She was a "big deal"
Big Deal was a horse at the stable in Portugal where I worked 20 years ago when I was 23-24 years old.
I moved to Portugal in 2001 to work for a riding stable to teach riding classes, and train horses in dressage and trail riding.
The day I arrived at the stables the owner said to me that there had been only one girl in the past, who was capable of riding Big Deal. With every other rider, she ran off from the moment they left the stables to go for a trail ride. So nobody dared to ride her anymore, not even the head rider of the stables, Rodrigo, a Portuguese man.
She would just run until you fell off, or she would at one point manage to turn around and run full speed to the stables again. People would just jump off her themselves, in panic.
So it was a big big problem and in a way, it was funny because her name was Big Deal and she truly was “a big deal”!

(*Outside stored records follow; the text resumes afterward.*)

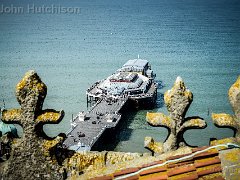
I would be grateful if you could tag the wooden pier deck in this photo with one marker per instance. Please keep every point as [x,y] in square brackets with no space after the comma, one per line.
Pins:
[86,128]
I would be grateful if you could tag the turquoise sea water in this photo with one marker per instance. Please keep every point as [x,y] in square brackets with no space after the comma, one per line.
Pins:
[197,40]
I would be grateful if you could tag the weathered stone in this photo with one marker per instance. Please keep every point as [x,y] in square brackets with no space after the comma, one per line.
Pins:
[177,101]
[29,158]
[227,120]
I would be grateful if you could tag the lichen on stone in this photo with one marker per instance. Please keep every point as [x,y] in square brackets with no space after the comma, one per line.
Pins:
[29,157]
[227,120]
[177,100]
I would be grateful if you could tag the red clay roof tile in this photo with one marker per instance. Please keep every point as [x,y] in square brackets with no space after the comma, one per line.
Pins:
[209,169]
[153,170]
[199,148]
[178,156]
[212,152]
[125,171]
[186,176]
[151,164]
[172,165]
[135,177]
[180,170]
[155,176]
[103,178]
[207,161]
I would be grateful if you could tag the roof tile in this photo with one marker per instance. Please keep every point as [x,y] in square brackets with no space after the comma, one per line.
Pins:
[103,178]
[125,171]
[199,148]
[209,169]
[207,161]
[186,176]
[178,156]
[152,163]
[153,170]
[212,152]
[180,170]
[155,176]
[172,165]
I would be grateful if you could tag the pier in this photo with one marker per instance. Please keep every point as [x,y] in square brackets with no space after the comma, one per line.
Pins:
[86,128]
[133,82]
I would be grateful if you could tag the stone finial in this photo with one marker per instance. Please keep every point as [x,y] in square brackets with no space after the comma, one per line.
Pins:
[29,159]
[227,120]
[177,100]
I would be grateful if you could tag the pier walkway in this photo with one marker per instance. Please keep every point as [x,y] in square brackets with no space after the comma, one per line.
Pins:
[86,128]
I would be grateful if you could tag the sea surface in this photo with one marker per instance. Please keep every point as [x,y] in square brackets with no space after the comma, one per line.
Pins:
[198,40]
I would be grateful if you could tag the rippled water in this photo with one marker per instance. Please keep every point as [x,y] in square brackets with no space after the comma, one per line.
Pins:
[197,40]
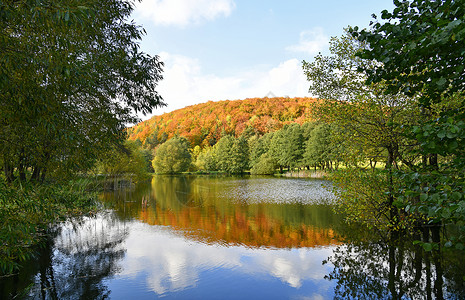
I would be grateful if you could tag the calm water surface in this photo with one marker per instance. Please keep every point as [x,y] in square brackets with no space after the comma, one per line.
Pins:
[228,238]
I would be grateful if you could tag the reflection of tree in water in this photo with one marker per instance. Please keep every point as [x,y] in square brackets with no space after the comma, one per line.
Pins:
[78,260]
[393,267]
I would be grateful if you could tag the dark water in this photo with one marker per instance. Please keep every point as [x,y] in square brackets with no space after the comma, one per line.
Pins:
[230,238]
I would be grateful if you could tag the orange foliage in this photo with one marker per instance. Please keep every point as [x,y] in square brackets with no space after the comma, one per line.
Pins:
[203,123]
[238,229]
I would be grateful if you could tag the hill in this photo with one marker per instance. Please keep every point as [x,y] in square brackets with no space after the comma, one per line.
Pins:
[204,124]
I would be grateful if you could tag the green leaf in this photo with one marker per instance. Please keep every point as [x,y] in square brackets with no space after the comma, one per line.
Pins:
[427,247]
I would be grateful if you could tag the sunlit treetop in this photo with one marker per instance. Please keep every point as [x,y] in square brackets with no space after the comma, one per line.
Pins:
[420,47]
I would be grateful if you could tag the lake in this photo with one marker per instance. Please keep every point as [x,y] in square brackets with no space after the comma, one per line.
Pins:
[202,237]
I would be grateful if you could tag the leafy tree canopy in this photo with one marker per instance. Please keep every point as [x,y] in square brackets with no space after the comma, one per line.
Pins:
[72,76]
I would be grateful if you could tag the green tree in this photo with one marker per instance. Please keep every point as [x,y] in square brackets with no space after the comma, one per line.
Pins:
[266,165]
[72,77]
[232,155]
[173,156]
[417,49]
[320,149]
[129,160]
[368,121]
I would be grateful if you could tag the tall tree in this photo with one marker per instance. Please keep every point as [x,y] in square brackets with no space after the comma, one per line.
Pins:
[418,48]
[172,156]
[369,122]
[72,77]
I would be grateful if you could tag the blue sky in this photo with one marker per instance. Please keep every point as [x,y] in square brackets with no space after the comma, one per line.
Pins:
[237,49]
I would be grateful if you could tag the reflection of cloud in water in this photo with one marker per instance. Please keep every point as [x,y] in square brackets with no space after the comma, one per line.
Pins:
[277,190]
[172,263]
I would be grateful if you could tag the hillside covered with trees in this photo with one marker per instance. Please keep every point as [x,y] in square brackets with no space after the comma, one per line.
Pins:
[204,124]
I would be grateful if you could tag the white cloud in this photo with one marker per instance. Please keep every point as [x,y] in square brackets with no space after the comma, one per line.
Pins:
[185,84]
[311,42]
[184,12]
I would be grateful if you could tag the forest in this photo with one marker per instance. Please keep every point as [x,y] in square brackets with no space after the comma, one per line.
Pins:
[388,128]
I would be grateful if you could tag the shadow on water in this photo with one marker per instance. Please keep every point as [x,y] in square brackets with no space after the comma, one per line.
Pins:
[263,212]
[72,262]
[393,266]
[214,237]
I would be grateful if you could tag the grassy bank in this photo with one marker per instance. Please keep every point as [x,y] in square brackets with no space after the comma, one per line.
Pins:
[26,211]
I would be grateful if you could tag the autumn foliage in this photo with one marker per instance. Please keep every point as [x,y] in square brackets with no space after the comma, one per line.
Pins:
[204,124]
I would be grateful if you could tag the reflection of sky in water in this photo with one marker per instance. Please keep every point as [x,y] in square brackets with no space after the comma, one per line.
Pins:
[278,190]
[159,261]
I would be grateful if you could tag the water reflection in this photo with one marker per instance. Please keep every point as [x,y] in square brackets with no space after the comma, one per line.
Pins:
[392,266]
[227,211]
[211,238]
[73,263]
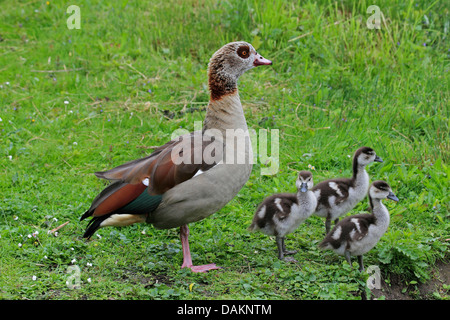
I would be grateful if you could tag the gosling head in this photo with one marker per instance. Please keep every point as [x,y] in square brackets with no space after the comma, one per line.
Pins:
[304,181]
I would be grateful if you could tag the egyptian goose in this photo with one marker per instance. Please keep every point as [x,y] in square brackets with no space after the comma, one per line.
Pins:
[336,197]
[280,214]
[191,177]
[357,234]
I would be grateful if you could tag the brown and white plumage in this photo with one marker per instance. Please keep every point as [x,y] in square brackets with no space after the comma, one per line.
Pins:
[172,187]
[336,197]
[280,214]
[357,234]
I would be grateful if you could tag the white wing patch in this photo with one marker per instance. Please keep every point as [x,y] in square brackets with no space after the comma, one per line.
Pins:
[335,187]
[337,233]
[262,212]
[356,223]
[277,203]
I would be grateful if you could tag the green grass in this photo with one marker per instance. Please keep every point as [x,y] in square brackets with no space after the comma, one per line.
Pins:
[133,71]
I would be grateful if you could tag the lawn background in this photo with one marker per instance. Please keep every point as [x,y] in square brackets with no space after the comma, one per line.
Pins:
[76,101]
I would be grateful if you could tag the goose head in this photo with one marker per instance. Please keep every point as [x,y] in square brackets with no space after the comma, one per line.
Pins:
[304,181]
[366,155]
[228,63]
[381,190]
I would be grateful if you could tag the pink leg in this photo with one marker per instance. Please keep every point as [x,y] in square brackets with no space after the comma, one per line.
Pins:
[187,260]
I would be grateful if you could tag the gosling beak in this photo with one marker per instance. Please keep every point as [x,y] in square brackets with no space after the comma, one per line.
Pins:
[261,61]
[392,196]
[378,159]
[304,187]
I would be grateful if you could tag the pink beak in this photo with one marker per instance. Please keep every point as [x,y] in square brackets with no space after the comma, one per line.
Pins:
[261,61]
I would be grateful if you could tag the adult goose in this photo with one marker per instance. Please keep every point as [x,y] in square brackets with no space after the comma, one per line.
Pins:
[280,214]
[336,197]
[191,177]
[357,234]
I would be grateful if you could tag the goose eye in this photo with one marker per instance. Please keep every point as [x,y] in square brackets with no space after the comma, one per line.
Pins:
[243,51]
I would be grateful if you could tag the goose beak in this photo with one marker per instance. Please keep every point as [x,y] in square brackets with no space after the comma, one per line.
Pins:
[392,196]
[378,159]
[304,187]
[261,61]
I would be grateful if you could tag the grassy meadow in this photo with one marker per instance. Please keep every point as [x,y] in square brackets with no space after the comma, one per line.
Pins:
[76,101]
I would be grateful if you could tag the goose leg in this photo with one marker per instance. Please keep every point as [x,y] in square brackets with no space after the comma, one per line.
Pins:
[280,244]
[187,260]
[361,264]
[327,224]
[347,257]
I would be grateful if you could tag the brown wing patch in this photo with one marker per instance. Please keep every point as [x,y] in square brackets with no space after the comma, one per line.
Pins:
[169,165]
[119,199]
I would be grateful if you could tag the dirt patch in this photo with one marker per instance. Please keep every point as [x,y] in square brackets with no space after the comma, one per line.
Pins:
[432,289]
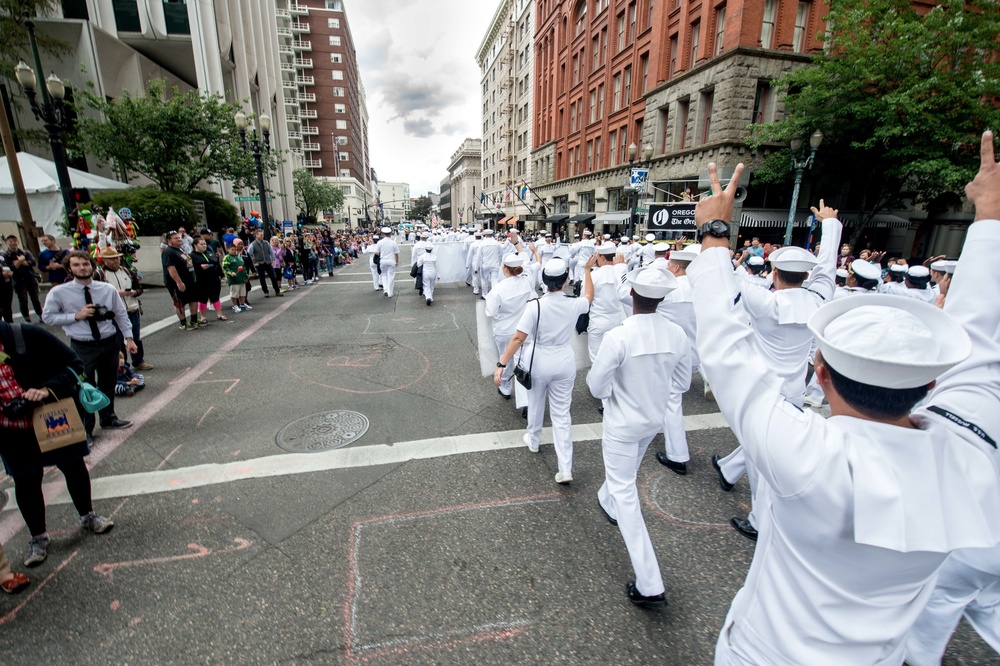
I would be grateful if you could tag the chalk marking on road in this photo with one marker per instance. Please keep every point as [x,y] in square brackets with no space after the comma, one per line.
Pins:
[107,569]
[11,524]
[474,634]
[290,464]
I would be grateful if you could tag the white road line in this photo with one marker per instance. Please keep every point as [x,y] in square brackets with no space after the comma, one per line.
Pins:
[288,464]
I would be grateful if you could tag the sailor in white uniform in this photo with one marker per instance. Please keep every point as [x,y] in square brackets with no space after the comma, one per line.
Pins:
[606,312]
[547,323]
[638,363]
[388,253]
[504,306]
[865,506]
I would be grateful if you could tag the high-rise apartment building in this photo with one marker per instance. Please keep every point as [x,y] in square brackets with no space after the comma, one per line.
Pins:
[505,60]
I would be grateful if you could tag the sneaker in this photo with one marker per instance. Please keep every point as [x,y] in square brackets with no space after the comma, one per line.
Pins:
[37,551]
[95,523]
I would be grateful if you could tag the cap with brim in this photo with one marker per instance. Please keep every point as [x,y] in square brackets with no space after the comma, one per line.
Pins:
[555,267]
[793,259]
[652,282]
[892,345]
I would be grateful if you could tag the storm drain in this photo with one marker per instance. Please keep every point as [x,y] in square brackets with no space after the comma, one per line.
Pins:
[322,432]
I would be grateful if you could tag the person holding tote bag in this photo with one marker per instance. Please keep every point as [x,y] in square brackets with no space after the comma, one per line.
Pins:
[36,367]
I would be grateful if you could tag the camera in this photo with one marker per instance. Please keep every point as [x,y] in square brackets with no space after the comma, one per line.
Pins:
[102,313]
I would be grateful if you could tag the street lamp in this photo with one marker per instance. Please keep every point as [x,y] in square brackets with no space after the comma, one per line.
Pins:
[256,146]
[50,111]
[647,158]
[800,163]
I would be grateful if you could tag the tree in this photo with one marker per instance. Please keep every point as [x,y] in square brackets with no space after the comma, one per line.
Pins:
[421,208]
[315,194]
[901,97]
[175,139]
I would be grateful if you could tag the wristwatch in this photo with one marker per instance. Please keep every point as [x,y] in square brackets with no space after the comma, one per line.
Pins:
[714,228]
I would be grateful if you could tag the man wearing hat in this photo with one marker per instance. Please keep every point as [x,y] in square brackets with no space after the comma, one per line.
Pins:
[639,362]
[388,254]
[779,320]
[864,507]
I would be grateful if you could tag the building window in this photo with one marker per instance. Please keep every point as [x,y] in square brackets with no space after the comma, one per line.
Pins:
[706,115]
[695,39]
[767,28]
[801,21]
[720,28]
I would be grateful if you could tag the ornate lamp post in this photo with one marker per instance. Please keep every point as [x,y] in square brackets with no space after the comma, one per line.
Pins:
[800,163]
[50,111]
[256,146]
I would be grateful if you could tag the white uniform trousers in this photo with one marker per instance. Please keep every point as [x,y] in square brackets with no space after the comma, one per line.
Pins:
[553,373]
[674,435]
[430,276]
[969,584]
[388,278]
[620,498]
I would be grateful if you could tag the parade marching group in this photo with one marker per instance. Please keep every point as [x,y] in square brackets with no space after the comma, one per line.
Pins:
[877,528]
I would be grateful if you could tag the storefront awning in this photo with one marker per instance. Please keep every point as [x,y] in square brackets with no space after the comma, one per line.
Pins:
[614,217]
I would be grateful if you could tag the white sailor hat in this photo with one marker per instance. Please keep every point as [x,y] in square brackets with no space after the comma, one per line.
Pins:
[652,282]
[555,267]
[944,265]
[866,270]
[793,259]
[893,345]
[514,259]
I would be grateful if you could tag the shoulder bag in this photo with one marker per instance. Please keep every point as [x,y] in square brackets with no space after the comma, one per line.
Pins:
[523,376]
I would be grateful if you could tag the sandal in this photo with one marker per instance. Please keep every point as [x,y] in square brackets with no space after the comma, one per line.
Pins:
[16,583]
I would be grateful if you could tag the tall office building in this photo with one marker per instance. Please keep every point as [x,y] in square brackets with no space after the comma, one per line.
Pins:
[505,60]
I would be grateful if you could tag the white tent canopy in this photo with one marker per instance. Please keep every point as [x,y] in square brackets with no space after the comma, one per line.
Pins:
[42,186]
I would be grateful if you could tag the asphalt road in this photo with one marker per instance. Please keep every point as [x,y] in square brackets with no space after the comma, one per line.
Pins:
[434,538]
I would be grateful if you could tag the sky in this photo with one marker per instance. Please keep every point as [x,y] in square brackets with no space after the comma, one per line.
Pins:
[417,62]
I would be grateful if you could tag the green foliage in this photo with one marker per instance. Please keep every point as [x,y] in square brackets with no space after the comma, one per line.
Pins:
[220,213]
[175,139]
[154,211]
[901,99]
[315,194]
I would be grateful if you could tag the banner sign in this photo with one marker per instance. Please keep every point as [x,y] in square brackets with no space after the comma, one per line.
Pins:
[675,216]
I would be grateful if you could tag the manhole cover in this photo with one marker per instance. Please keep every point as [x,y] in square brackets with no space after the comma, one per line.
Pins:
[322,432]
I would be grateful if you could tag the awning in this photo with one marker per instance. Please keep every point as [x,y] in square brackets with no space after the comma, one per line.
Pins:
[615,217]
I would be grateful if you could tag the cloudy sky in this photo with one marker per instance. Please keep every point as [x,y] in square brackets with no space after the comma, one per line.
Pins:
[417,61]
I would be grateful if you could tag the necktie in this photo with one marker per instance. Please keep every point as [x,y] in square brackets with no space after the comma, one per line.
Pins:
[90,320]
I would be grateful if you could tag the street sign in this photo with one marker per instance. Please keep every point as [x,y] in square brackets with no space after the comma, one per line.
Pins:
[637,178]
[676,216]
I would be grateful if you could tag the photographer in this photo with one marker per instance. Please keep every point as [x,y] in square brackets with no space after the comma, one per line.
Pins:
[88,310]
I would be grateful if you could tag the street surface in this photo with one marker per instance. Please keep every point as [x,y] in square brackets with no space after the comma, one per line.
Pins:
[434,538]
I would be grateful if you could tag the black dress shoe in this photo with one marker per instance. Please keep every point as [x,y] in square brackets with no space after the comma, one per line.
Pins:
[607,515]
[679,468]
[743,526]
[655,601]
[725,485]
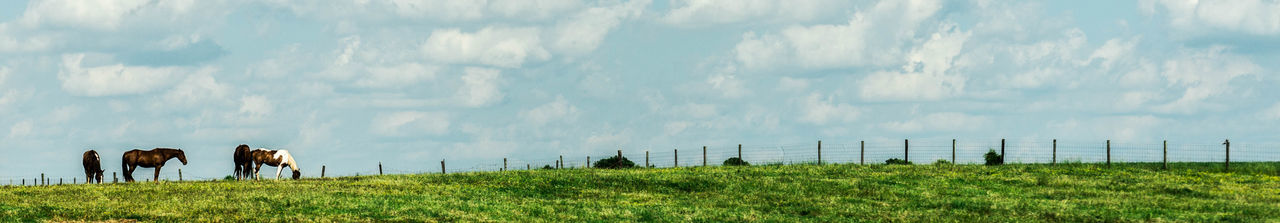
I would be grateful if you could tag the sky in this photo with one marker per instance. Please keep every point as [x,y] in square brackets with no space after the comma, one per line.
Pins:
[410,82]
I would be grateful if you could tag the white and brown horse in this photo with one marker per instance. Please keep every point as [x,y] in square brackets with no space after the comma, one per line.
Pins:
[155,158]
[275,158]
[92,167]
[243,158]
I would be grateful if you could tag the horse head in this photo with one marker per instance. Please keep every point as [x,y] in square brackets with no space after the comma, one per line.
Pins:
[182,156]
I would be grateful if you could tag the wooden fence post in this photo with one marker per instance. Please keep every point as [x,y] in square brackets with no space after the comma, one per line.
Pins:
[1001,150]
[1109,153]
[1228,164]
[819,153]
[862,153]
[905,151]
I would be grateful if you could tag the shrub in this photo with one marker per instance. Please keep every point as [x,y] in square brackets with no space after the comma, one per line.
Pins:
[992,158]
[942,162]
[613,163]
[895,160]
[736,162]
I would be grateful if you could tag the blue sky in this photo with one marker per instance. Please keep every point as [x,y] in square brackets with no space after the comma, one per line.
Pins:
[410,82]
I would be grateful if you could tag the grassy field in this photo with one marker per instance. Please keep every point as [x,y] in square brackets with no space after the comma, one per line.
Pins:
[1019,192]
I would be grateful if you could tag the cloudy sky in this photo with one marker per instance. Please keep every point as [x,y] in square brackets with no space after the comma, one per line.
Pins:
[410,82]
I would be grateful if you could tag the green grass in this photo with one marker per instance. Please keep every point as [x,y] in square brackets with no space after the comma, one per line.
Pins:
[844,192]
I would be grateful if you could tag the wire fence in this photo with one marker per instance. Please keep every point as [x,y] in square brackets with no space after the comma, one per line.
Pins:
[871,151]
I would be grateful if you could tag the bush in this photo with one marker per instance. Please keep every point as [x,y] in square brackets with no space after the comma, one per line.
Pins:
[736,162]
[992,158]
[613,163]
[895,160]
[942,162]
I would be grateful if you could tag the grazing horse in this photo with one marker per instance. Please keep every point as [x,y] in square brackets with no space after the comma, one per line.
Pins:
[275,158]
[149,159]
[92,167]
[243,158]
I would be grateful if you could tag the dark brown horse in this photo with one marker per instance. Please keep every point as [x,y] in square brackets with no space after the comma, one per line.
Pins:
[149,159]
[243,158]
[92,167]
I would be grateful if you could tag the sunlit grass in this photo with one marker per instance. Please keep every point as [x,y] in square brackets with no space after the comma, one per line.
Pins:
[1020,192]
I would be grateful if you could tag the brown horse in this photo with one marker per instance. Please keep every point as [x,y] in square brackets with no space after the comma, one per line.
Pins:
[275,158]
[92,167]
[149,159]
[243,158]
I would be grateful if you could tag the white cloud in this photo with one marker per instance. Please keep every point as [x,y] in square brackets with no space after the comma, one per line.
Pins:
[1203,74]
[824,110]
[255,108]
[498,46]
[696,13]
[480,87]
[397,76]
[1256,17]
[944,122]
[411,123]
[113,80]
[21,130]
[560,109]
[197,90]
[926,76]
[1271,113]
[871,37]
[583,32]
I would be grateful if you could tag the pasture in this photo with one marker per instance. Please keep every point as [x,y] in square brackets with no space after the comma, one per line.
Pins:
[840,192]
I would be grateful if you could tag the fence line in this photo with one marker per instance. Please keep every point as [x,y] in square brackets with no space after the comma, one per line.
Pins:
[865,151]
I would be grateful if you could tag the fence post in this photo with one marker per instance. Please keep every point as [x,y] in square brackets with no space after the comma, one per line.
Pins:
[819,153]
[1109,153]
[1001,150]
[1228,164]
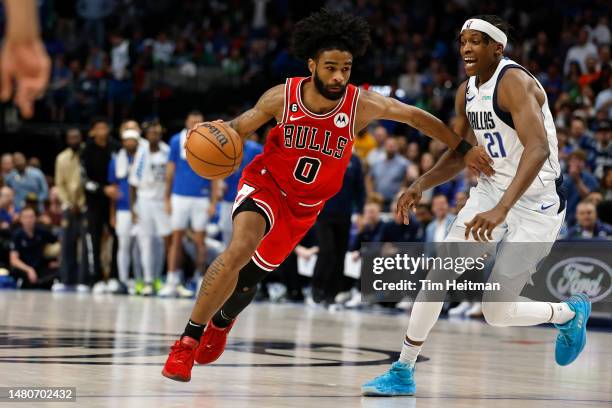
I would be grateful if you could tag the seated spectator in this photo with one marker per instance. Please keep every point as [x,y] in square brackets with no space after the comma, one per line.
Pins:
[606,184]
[364,144]
[29,266]
[369,228]
[588,225]
[24,180]
[6,165]
[7,209]
[578,183]
[603,148]
[377,154]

She was very impressive and from the very first moment I saw her - she had a strong muscled body, with a big chest and strong hindquarters - I could see she also had a very strong character.
Anyway, the owner - my boss - said I could try riding her. If it worked, I could have this horse as “my horse” for the time I lived there.
This meant I could ride her when I went for trail rides with customers and also when I wanted to ride her just for fun.
If it didn't work out they would sell her to the gypsies. Because if I couldn't ride her then she would only cost money and the owner didn't want that anymore.
Of course, I wanted to try it. I said: “I'm not going to ride her in the arena, I'm going to take her into the hills and hopefully, if I can't hold her and she runs off, I will be able to gallop uphill with her.”
So then came the moment to ride her for the first time. It was a week or two after I arrived, so I already got to know the hills around the property a bit.
Because of my experience in my youth and previous jobs with horses that were difficult to ride, I believed I had a good chance of doing well.
Because I already knew that there was one thing I couldn't do and that was putting too much pressure on the reins because then she would surely run off.
And that was also what I noticed about her. If we were walking or trotting and there was tension on the reins, she would start running.
Also, when I would squeeze my legs just a tiny little bit, she would start running as well. And if I would tense a little bit here, or tense a little bit there, she would also start running.
So there were a lot of little things that caused her to want to run off. Therefore, I can imagine that a rider with not enough body awareness just didn't know what caused her to want to run off like that.
Only a slight shift in how my body was feeling could make her tense herself and want to run off.
But it also worked the other way around, sometimes she would be the first to tense because of something in the environment for example, and when I tensed with her, she would start speeding up as well.
But if I reacted to her tensing by breathing out and truly feeling towards her and giving her the message that I was staying relaxed and breathing relaxed, she would not speed up.
So the first times I rode her she ran off a few times, but not to the extent that I fell off. Luckily, I managed to slow her down every time before she was really out of control.
I learned that when she started running off, it mostly had to do with my own body, how I was using my body, and how I reacted to her with my own body and energy.
In a few weeks, she had taught me to find more softness and feel in the saddle.
After a few weeks of riding her every day, she was a wonderful trail riding horse. She was my dream horse! She stayed a teacher to me the whole time I was there.
I rode her for one year and the more I rode her the better and better we became as a team.
She taught me that if you ride with feel and with love, and if you put love into your aids, then it's ok.
Until this day I can still recall the feeling of riding her.
She was also an extremely powerful horse.
She would run up a steep hill with ease. She would just plant her hind hoofs in the ground and push herself with me on her back forward and up with all her power.
We sometimes did this for fun with the customers that booked a trail ride. Then I always rode in front, and the other riders had to follow me.
There was a certain hill that was extremely steep, very long and high, and all the other horses, when they were in the middle of the hill, had to continue in walk because they couldn't continue such a steep hill upwards in gallop. It was just too tiring.
But Big Deal, she just galloped all the way up without even slowing down. How she did that was amazing!
Sadly, when I left I couldn't take her home, and a few months later I got a phone call from my boss in Portugal. He asked me if I wanted to take her because after I left they tried other riders again. They thought that after a year of no problems with her, she would hopefully be ok with other riders. However, again she was uncontrollable… They didn't want to keep her any longer.
Unfortunately, I was unable to pay for her transportation to Belgium at that time. I still regret I didn’t ask someone to help me out…
Big Deal was probably sold or even given to the gypsies, and who knows what happened then…
Portugal isn’t always the most horse-friendly country. I even found that out on my trip now. I was shocked, and this was the reason.